Rhode Island Passes Renewable Energy Law

Posted November 14th, 2011 by SRECTrade.

The Ocean State took a step forward in promoting solar energy recently as Rhode Island Governor Lincoln D. Chafee signed §723 Sub A into law on June 29, 2011 to encourage the generation and use of renewable energy in the state.

The legislation requires at least 40 MWs worth of distributed generation projects in the small New England state by the end of 2014. The contracting shall be spread over 4 years based on annual targets set by the Board. Though the specific rules are still being sorted out, the program should proceed quickly as the first 5 MW are due to be contracted by the end of this year.

(1) By Dec 30, 2011, minimum 5 MW;
(2) By Dec 30, 2012, minimum aggregate of 20 MW;
(3) By Dec 30, 2013, minimum aggregate of 30 MW;
(4) By Dec 30, 2014, minimum aggregate of 40 MW.

The Board will recommend to the Commission the standard contract ceiling price by October 15 each year and it will be announced by December 15. The ceiling price for each technology should allow a private owner to receive a reasonable rate of return, based on recent reported and forecast information on the cost of capital and the cost of generation equipment. The reasonable rate of return shall include applicable state or federal incentives including but not limited to tax incentives.

This program represents the first statewide Feed-In Tariff law passed in the U.S. The implementation will be a key factor in how this program will ultimately impact the state. A target of 40 MW over 4 years is not very large, especially considering that a single wind turbine can be larger than 5 MW. All it would take is eight 5MW wind turbines (not wind farms; individual turbines!). Therefore, if Rhode Island has any ambition of developing a lasting industry, it is important that the program is designed in a way that provides access to a diverse group of participants rather than a few “winners” selected by the state and the utility companies.

To that effect, the legislation mandates that by Dec 31, 2012, there shall be at least 4 technology classes and of which, 2 shall be for solar generation technologies. A standard contract term is for 15 years. Besides distributed generation facilities having to be located within the Utility Company’s load zone, small projects shall have a nameplate capacity no larger than 500 kw for solar, 1.5 MW for wind and no more than 1 MW for other renewable energy. Large distributed generation projects may not exceed 5 MW and a project developer will not be allowed to segment a project into smaller sized projects in order to fall under the “small” definition. As long as electric distribution companies fulfill the required technology classes, they are free to mix and match small and large projects to achieve their goals.

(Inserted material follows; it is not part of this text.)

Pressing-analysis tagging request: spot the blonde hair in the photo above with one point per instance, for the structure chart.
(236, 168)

Each electric distribution company shall conduct at least 3 standard contract enrollments during each program year except for 2011 where only 1 is required. During the two week enrollment period, the electric distribution company is required to receive standard short-form applications requesting standard contracts for distributed generation energy projects. Contracts for small distributed generation projects are awarded on a first-come first-serve basis. Contracts for large distributed generation projects will be awarded based on the lowest proposed prices received. Eligible systems that are net-metered may apply to sell excess output.